In Review: The Electrical Life of Louis Wain

The other other Benedict Cumberbatch movie of the fall season, The Electrical Life of Louis Wain, is perhaps the kind of film we might have expected from the star a decade ago. Here he stars as the titular famed artist in the kind of flowery biopic crafted with an aesthetic just left of center, the kind that has influences from Tim Burton to Julie Taymor to Richard Attenborough. It is the sophomore feature directing effort of Will Sharpe (also sharing screenwriting duties with Simon Stephenson), who brings a great deal of stylish panache to the proceedings. But in capturing a turbulent life, Sharpe delivers an uneven biopic.

Famous for his luminescent paintings of cats filled with wild personality, Wain initially struggled as an artist to support his sisters before rising in society as a global popular artist. Formatively for the film, we see Wain connect with his great love Emily Richardson (Claire Foy), drawing inspiration from their short-lived relationship well past her untimely death. In addition to this early tragedy, Wain’s life was marred by poverty and poor mental health, resulting in later institutionalization during a time when science had not developed more holistic modes of treatment. With sweet and whimsical narration from Olivia Colman and flashes of kaleidoscopic, hallucinogenic imagery, The Electrical Life of Louis Wain is tender but ultimately unaffecting.

Much of the film rests on its star’s shoulders. Cumberbatch is working in territory we have seen him play in before with frequency, and he doesn’t present new shades with his performance here. But his work as Wain is still admirable, perhaps the most cohesive handler of the film’s competing textures with a performance able to package Wain’s psychosis, genius, and compassion all into a fully formed character. What Cumberbatch lacks in surprise, he offers in humble totality, a Wain that exists beyond the confines of a greatest hits storytelling of a noteworthy historic figure.

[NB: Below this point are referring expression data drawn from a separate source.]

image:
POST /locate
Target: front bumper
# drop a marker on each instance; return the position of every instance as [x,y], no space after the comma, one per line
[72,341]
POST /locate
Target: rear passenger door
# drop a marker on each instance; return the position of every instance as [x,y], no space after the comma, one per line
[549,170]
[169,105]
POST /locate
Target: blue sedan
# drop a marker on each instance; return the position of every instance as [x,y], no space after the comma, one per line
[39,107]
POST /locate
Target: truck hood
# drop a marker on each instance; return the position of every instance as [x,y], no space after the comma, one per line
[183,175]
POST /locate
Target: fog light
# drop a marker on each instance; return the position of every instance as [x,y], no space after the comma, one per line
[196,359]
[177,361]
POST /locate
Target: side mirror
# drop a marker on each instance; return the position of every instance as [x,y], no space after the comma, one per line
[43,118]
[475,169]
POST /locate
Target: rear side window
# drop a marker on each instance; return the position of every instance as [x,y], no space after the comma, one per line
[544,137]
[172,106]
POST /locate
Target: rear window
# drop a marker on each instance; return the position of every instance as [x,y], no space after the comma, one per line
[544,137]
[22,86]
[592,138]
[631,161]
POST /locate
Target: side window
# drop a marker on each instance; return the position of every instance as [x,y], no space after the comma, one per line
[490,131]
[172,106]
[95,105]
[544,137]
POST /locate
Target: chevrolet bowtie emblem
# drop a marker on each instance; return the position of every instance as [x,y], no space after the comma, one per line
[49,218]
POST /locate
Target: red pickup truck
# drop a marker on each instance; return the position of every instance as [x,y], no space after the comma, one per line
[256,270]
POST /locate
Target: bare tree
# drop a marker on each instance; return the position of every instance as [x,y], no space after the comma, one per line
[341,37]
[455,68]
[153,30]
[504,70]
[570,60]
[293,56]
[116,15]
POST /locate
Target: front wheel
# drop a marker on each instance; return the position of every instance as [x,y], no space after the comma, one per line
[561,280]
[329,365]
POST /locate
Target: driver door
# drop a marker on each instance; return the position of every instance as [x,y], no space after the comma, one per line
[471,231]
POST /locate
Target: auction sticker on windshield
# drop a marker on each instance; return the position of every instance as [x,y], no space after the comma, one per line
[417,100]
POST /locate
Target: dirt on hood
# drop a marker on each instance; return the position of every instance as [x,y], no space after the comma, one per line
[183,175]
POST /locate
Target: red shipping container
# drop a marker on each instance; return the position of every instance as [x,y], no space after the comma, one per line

What begins as an arch and oddball portrait of an artist eventually devolves into gloopy biopic movements as Wain’s life enters more tragic terrain. The film is most enjoyable when goofy, even if it rings of try-hard tactics and doesn’t fully integrate its elements when leaning in to this vibe. But it’s easy to take it for such compared to the Finding Neverland-esque maudlin notes it strikes in its second and third acts. Sharpe simply doesn’t find the balance between his subject’s upbeat eccentricity and his heartbreaking circumstance, leading to a film that begs for more of the messy fun to be imbued into its less successful saccharine passages.

The sum of The Electrical Life of Louis Wain’s parts amounts to a largely less vibrant and idiosyncratic depiction of the artist than suits his work. The film is attempting to cram an awful lot of life into two hours and the result is similar to what befalls other biopics with even less peculiar subjects: breadth, but at the cost of halting disconnected tones and sacrificed point of view. Elsewhere, performances by Andrea Riseborough and Hayley Squires impress in limited screentime, both performers embodying the film’s broad comedy and human tragedy respectively. It is at times a diverting biopic, but one that one fleetingly serves the man at its center, with not enough ideas about the context of the time in which he lived.